Affects: Spring Boot 3.3.0, but I think every version supporting CRaC is affected
Consider the following simple application:
@SpringBootApplication
@EnableScheduling
class MyApp
fun main(args: Array<String>) {
runApplication<MyApp>(*args)
}
@RestController
class SchedulingController {
val data = AtomicInteger(0)
@Scheduled(timeUnit = TimeUnit.SECONDS, fixedRate = 1L)
fun increment(){
println(data.incrementAndGet())
}
@GetMapping("/")
fun data() = data.get()
}
My actions are following
./gradlew build
- Build with the following Dockerfile (
docker build -t last_edit_pre .
):
FROM bellsoft/liberica-runtime-container:jdk-crac-slim
ADD build/libs/last_edit-0.0.1-SNAPSHOT.jar /app/app.jar
WORKDIR /app
ENTRYPOINT java -XX:CRaCCheckpointTo=/app/checkpoint -jar /app/app.jar
- Run it with
docker run --privileged -p 8081:8080 -it --name last_edit_pre last_edit_pre:latest
and wait for some time (for example, until count 10) - Create a snapshot with
docker exec -it last_edit_pre jcmd 129 JDK.checkpoint
- Commit the snapshot to new image
docker commit last_edit_pre last_edit_post
- Run the newly-created image like this
docker run -it --rm --entrypoint java last_edit_post:latest -XX:CRaCRestoreFrom=/app/checkpoint
Here I observe an interesting behavior: Counter very quickly rewinds from the checkpoint moment to current time. The later I restore from the snapshot the more iterations it quickly rewinds.
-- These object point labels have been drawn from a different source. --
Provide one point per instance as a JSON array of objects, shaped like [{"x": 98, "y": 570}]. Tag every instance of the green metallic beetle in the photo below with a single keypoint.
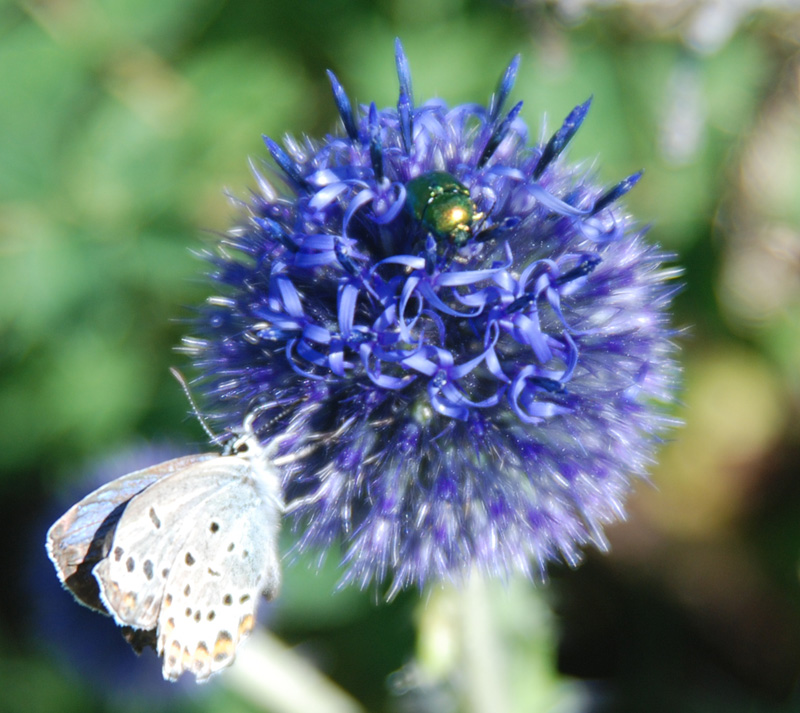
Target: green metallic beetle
[{"x": 443, "y": 205}]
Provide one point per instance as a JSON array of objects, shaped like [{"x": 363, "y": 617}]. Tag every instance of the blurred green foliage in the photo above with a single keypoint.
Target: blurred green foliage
[{"x": 122, "y": 122}]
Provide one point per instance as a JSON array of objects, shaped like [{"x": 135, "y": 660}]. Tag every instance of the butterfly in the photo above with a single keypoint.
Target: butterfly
[{"x": 179, "y": 553}]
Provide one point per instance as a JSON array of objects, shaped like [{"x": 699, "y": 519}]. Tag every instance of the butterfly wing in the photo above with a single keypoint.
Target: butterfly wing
[
  {"x": 189, "y": 557},
  {"x": 80, "y": 538}
]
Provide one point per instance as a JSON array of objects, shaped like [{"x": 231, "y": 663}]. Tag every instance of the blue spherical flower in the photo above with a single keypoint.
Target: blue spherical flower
[{"x": 464, "y": 337}]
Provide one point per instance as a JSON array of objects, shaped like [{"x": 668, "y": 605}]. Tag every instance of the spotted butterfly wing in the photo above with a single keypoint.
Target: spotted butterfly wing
[
  {"x": 184, "y": 559},
  {"x": 81, "y": 537}
]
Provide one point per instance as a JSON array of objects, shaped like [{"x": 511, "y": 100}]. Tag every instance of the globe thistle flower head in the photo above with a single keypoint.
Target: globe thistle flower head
[{"x": 462, "y": 339}]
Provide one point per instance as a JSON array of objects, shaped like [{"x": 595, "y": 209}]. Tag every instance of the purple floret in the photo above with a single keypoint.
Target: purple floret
[{"x": 484, "y": 406}]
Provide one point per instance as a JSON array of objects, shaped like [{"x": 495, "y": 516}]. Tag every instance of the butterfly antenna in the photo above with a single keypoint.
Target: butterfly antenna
[{"x": 185, "y": 386}]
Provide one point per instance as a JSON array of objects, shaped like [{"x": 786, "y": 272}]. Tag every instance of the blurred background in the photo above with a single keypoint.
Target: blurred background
[{"x": 122, "y": 122}]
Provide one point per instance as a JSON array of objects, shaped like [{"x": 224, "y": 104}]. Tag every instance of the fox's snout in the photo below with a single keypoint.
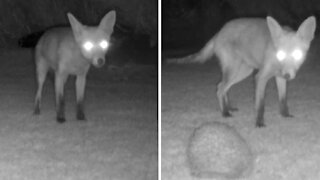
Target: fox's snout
[
  {"x": 99, "y": 62},
  {"x": 289, "y": 75}
]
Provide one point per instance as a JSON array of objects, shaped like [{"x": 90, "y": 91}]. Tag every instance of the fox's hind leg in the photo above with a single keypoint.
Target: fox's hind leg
[
  {"x": 231, "y": 74},
  {"x": 41, "y": 73},
  {"x": 60, "y": 79}
]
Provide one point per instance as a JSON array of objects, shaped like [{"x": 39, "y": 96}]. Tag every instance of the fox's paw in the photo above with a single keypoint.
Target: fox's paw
[
  {"x": 260, "y": 124},
  {"x": 226, "y": 114},
  {"x": 286, "y": 115},
  {"x": 36, "y": 111},
  {"x": 233, "y": 109},
  {"x": 61, "y": 119},
  {"x": 81, "y": 116}
]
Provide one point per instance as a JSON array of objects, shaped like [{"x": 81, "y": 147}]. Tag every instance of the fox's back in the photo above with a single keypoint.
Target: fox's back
[
  {"x": 249, "y": 38},
  {"x": 55, "y": 43}
]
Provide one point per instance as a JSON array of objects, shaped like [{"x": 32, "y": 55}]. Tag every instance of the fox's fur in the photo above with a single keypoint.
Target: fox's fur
[
  {"x": 246, "y": 44},
  {"x": 71, "y": 51}
]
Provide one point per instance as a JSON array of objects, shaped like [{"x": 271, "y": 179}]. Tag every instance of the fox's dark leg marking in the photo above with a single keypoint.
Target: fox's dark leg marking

It is potentially dangerous: if the scheduled operation is CPU-intensive of performs a dangerous operation - it can actually crush the application with all range of causes.
I do realize that sometimes this behavior might be required, in this case it should probably be an application property.
Comment From: sdeleuze
@asm0dey So please find below our findings and proposal.
First, be aware that only the x86 variant of bellsoft/liberica-runtime-container:jdk-crac-slim
is available, so I used on my Mac M2 a modified version of https://github.com/sdeleuze/spring-boot-crac-demo to reproduce.
Second, the behavior you report is only visible with the on-demand checkpoint/restore of a running application mode, not with the automatic checkpoint/restore at startup one.
Third, if we take a step back, the behavior we see kind of makes sense given the fact that fixedRate
behavior is described as "execute the annotated method with a fixed period between invocations", with the first invocations being perfomed before the checkpoint. Interesting, fixedDelay
works without such side effect if you want a behavior where a CRaC restoration is similar to just a faster startup as its definition is "execute the annotated method with a fixed period between the end of the last invocation and the start of the next". Notice also that cron
works also as you would expect here as cron expressions are calculated after every task execution as well.
As you mention it yourself, sometimes current behavior might be required, sometimes not, so I don't think we should change the default behavior. And since fixedDelay
and cron
works as expected with CRaC if you want a behavior where a CRaC restoration is similar to just a faster startup, I think I would suggest to turn this issue into a documentation one that would add a sheduling section in the Spring CRaC refdoc to warn about this side effect of on-demand checkpoint when fixedRate
is used, and recommending using fixedDelay
and cron
instead for that use case. Would that be ok from your POV?
Comment From: asm0dey
@sdeleuze thank you for looking into it! Now, when you explained the intricacies of the behavior it makes a perfect sense! And I now when I understand the behavior I totally agree that it's just a matter of documentation.